Qu'il convient en conséquence d'ordonner la réouverture des débats et de surseoir à statuer sur l'intégralité des demandes des parties, les dépens étant réservés.

 

DISPOSITIF (décision proprement dite)                                                            (N.B. : mention ne figurant pas sur l’original)

PAR CES MOTIFS :

Le Tribunal statuant publiquement, par jugement contradictoire, avant dire droit :

SOULÈVE d'office le moyen tiré de la conformité de la clause attributive de compétence matérielle et territoriale au Tribunal de Commerce de PARIS aux dispositions du droit national et de droit européen régissant les clauses abusives insérées dans les contrats conclus entre un professionnel et un consommateur.
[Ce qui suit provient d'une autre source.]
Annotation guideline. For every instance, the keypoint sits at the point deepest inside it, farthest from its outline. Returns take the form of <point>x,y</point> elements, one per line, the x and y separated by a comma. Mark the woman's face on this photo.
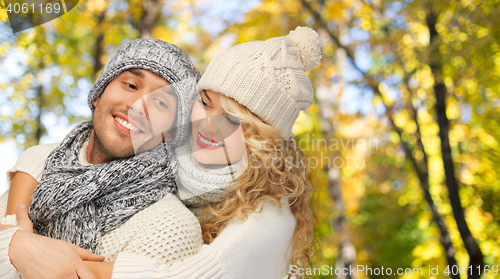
<point>217,137</point>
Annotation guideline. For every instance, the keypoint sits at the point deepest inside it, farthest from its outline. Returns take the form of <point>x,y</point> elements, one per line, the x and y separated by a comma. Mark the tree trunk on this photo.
<point>40,104</point>
<point>475,254</point>
<point>346,256</point>
<point>421,171</point>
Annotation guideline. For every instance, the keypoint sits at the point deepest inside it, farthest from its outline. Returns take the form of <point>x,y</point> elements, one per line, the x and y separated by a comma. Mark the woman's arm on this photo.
<point>100,270</point>
<point>22,186</point>
<point>257,247</point>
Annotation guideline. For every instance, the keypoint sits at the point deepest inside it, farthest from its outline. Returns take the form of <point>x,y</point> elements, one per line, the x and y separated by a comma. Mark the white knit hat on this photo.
<point>268,77</point>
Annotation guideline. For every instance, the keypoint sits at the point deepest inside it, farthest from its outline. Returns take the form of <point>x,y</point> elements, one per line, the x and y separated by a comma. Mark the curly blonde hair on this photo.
<point>276,169</point>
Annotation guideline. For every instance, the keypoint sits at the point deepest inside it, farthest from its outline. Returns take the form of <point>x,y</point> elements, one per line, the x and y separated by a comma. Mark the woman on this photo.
<point>263,222</point>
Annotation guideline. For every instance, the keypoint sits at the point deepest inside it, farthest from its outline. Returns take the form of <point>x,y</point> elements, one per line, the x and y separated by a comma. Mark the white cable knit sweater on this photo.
<point>162,241</point>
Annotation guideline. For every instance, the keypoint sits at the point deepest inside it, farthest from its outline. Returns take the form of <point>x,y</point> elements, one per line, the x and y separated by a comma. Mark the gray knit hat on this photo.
<point>161,58</point>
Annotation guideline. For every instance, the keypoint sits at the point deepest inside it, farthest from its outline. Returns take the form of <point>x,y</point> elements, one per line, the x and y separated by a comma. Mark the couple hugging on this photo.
<point>176,176</point>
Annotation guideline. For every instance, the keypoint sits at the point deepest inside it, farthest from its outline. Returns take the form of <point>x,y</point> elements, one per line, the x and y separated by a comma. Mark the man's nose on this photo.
<point>138,105</point>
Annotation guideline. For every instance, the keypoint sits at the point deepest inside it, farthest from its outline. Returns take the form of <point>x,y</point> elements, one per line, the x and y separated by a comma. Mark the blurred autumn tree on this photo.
<point>404,135</point>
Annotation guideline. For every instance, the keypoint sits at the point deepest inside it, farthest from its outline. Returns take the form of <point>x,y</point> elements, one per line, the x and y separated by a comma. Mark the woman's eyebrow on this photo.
<point>167,89</point>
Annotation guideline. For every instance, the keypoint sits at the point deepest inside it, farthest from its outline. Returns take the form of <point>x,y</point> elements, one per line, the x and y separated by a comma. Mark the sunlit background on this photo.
<point>403,138</point>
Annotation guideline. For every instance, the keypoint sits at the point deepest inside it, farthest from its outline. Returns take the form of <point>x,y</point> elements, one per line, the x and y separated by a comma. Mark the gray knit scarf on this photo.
<point>198,186</point>
<point>77,203</point>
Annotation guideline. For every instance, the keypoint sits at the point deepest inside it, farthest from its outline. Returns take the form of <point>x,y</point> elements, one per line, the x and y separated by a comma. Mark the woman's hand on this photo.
<point>36,256</point>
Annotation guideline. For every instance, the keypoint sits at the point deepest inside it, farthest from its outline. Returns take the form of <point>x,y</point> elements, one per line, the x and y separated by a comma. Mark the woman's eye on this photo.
<point>233,121</point>
<point>160,103</point>
<point>131,86</point>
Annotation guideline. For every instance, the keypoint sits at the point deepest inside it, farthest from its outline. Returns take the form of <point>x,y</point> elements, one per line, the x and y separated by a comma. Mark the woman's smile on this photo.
<point>207,143</point>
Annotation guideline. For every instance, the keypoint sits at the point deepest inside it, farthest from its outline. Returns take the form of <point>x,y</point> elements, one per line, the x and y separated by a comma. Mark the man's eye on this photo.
<point>131,86</point>
<point>160,103</point>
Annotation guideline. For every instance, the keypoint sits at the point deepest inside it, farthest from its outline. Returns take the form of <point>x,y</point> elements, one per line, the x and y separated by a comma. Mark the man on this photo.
<point>99,182</point>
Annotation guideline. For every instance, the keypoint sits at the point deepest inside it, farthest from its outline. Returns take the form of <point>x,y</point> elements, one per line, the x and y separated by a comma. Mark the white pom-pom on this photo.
<point>309,45</point>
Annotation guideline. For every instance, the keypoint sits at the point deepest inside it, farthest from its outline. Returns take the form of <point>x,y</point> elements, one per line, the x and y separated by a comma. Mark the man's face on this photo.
<point>133,111</point>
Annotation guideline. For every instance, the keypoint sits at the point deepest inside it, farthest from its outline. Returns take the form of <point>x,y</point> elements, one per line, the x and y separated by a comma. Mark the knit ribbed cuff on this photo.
<point>7,270</point>
<point>205,264</point>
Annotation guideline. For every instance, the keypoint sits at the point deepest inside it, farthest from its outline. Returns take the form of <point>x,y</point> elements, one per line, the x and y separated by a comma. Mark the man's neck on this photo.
<point>94,152</point>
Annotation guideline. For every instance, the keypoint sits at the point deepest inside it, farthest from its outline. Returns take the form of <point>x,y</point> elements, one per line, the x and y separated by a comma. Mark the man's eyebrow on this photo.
<point>206,95</point>
<point>136,72</point>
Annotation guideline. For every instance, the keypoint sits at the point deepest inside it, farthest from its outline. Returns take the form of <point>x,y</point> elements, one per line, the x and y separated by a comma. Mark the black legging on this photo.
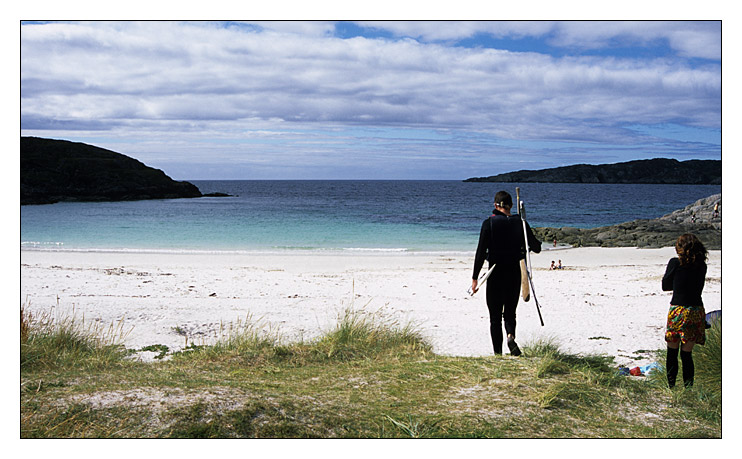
<point>503,290</point>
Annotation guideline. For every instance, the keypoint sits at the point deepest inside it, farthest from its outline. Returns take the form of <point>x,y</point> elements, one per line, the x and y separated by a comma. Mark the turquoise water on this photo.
<point>401,216</point>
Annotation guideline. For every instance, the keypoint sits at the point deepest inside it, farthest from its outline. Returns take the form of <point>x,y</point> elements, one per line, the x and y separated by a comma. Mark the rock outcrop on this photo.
<point>59,170</point>
<point>697,218</point>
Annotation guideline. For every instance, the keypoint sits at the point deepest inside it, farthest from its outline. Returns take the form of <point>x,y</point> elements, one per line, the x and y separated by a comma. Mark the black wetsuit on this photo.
<point>501,243</point>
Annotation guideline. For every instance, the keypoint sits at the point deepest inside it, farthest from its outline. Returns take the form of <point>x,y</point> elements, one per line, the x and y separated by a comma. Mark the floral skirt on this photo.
<point>686,324</point>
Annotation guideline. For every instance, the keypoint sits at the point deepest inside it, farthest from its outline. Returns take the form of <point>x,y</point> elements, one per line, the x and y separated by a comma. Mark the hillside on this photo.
<point>59,170</point>
<point>658,170</point>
INVITE AVANT DIRE DROIT les parties à s'expliquer contradictoirement sur ce moyen.

SURSOIT À STATUER sur l'intégralité des demandes des parties ainsi que sur les frais irrépétibles.

RÉSERVE les dépens.

ORDONNE la réouverture des débats à l'audience de plaidoiries du 26 mars 2004 à 9 heures et institue préalablement le présent calendrier de procédure valant injonction :

- pour la SELARL JURI'ACT, constituée dans l'intérêt de Mademoiselle X., de conclure sur le moyen soulevé d'office avant le 20 janvier 2004,

- pour la SCP GASSE CARNEL constituée dans l'intérêt de la SA CHRONOPOST de conclure en réponse sur ce même moyen avant le 24 février 2004.

Le présent jugement a été signé par le Président et le Greffier.